N.B. "Authoring references not entered by the application are not removed automatically. For instance, those references entered through the use of field codes are not removed or changed. Or, if hidden text was used to tag a line, and the author of the hidden text embedded his or her initials or name in the hidden text, this reference is not removed because it is not an identified author reference."
Examples of Inept "Redaction" or Censorship
- Sometimes digital files simply copy and magnify the errors which are the result of people being under a time pressure deadline. See the inept redaction / censorship with a marker pen of a legal Exhibit document in the Bank Julius Baer versus Wikileaks court case in February 2008. The plaintiff's lawyers took a digital screendump of a web page, which they then printed out and tried to hide the name of one of their clients former customers, by using a black marker pen, and the digitally scanning the result and submitting it electronically to the Court, as an Adobe .pdf document. Apart from failing to redact or censor the postal address of the customer and the name of the customer in the heading of a page (printed in the largest typeface used in the document), they also failed to cover all the descending tails of the lower case letters in the name, which could have led to some intelligent guesswork. By digitally zooming in on the .pdf image scan, the name could be read through the fading marker pen ink overlay.
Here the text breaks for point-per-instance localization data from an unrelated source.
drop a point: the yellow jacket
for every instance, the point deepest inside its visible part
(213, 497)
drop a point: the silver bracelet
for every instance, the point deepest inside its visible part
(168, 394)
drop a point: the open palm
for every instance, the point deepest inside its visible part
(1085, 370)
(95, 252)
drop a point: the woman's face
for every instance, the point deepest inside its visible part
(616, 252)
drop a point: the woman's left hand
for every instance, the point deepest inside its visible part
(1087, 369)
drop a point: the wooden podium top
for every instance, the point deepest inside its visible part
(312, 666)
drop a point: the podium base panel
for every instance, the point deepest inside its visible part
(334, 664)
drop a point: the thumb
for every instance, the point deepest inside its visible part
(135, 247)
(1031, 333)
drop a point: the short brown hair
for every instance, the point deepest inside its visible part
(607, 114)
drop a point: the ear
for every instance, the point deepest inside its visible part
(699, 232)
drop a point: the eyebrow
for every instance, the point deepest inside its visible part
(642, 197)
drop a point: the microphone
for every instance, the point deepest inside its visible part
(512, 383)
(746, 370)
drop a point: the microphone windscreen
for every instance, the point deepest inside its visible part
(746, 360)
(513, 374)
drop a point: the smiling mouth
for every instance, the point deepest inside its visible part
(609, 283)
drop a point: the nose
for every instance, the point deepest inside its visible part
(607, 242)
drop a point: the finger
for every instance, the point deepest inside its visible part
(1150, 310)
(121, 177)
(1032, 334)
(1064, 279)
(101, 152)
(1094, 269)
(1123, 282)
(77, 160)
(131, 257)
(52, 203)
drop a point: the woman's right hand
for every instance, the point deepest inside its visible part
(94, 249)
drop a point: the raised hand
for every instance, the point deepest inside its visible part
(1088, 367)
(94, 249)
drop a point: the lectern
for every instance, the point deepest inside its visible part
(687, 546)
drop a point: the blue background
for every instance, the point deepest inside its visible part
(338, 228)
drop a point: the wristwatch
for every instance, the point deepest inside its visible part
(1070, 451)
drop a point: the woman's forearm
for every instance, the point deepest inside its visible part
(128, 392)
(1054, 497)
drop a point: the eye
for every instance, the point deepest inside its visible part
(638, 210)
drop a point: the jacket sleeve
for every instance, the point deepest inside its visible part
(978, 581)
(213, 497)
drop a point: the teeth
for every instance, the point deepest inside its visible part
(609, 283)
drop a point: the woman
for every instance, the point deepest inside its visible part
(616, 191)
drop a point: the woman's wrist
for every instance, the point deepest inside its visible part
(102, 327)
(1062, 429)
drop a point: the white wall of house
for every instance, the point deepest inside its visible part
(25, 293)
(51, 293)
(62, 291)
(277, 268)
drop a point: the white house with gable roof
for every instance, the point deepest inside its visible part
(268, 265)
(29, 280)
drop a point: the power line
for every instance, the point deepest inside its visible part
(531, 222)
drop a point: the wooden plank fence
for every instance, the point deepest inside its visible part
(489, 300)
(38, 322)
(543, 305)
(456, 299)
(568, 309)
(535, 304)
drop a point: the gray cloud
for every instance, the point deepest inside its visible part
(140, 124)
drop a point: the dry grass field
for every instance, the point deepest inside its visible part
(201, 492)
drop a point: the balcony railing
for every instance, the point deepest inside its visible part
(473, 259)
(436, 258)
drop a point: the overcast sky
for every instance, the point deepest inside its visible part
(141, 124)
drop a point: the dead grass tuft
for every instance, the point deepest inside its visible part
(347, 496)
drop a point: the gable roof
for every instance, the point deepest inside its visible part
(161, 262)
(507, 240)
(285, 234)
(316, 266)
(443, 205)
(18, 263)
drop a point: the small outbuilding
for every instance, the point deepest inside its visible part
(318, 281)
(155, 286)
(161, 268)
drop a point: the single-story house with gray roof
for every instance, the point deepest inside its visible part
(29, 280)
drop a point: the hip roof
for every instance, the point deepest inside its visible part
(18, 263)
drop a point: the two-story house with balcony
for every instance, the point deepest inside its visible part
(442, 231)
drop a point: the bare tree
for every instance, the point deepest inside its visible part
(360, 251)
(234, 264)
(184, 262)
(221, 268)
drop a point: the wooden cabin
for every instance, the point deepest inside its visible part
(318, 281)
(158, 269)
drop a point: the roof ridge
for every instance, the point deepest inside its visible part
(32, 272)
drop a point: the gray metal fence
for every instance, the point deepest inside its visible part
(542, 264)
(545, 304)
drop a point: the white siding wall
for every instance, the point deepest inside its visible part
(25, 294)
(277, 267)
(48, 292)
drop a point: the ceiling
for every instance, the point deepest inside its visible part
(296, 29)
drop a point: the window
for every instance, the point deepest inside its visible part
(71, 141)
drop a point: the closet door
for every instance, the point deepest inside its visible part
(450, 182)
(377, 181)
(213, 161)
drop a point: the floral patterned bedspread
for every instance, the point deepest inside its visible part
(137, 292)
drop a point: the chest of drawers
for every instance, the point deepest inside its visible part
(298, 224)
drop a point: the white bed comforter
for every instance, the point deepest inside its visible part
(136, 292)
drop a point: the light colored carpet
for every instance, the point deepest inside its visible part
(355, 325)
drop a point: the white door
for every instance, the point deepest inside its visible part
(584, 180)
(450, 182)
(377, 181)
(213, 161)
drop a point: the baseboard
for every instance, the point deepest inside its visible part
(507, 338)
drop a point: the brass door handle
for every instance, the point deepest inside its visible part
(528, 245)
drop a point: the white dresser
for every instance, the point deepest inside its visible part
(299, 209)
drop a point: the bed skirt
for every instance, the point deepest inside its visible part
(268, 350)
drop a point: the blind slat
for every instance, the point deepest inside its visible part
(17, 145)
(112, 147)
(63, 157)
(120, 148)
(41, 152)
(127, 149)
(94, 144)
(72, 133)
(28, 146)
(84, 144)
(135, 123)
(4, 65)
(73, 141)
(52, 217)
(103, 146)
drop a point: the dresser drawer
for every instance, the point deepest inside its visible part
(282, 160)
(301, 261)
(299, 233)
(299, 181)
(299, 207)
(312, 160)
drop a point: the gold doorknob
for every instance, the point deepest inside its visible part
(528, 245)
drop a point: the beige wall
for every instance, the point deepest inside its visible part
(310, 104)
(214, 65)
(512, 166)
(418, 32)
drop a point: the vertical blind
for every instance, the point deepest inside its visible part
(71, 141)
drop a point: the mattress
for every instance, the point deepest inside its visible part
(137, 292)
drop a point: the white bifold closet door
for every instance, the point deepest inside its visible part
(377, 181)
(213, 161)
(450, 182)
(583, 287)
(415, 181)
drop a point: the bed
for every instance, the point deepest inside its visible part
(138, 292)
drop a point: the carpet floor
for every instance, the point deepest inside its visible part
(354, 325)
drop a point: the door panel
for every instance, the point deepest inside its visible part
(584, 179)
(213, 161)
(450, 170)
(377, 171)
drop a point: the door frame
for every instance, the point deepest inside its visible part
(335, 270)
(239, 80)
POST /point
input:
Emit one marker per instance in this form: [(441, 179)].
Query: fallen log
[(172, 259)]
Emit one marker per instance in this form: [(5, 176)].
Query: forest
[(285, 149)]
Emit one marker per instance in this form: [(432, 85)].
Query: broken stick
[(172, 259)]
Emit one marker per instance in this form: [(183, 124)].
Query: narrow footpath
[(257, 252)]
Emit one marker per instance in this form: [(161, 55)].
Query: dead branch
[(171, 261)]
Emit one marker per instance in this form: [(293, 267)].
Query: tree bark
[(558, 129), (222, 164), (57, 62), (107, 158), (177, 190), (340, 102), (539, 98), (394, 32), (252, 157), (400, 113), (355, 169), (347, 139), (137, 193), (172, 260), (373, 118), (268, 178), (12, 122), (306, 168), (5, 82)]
- Sometimes (.pdf) files have been "Redacted" or Censored by using the Drawing facility within the software to "paint" thick black lines over the text as an overlay. This has led to several "whistleblower leaks" of the hidden data, through the simple technique of copy and pasting the text out of the (.pdf) viewer software into a another application programme such as a text editor or word processor, which has then revealed the underlying words which have supposedly been hidden. e.g. the failed attempt to hide the IP Addresses of military and government computers, in a (.pdf) copy of a US Grand Jury indictment against the alleged UK computer hacker Gary McKinnon
- Sometimes the encryption and "protection" features used to hide information in an Adobe (.pdf) file can be overcome through password guessing etc. e.g. the Wikileaks.org publication of an unredacted version of South African Competition Commission's final Report on Banking, 12 Dec 2008
Document File MetaData
- The ExifTool Perl scripts or Windows binary executable which reads the meta data of image files, also displays it for Microsoft Word .doc, Excel .xls, Powerpoint .pps and Adobe .pdf files etc. as well. - see the Photo Image Files section
- You can examine (but not change or delete) such photo or document image metadata via this website, which is powered by the ExifTool perl script software: Jeffrey's Exif Viewer
Remember that sometimes a whistleblower or journalist or blogger needs to read and understand this sort of hidden meta data or document change history, to help to determine if the leaked document is genuine..
If the leaked document has not been edited on a computer which is linked in anyway to the whistleblower, then sometimes, the hidden meta data and "track changes" edits are in fact the main point of the whistleblower leak, perhaps showing evidence of a last minute reversal of Government or Corporate policy, or the censorship of independent expert advice, or even the outright fabrication of "facts" by political spin doctors in the final version of a document etc.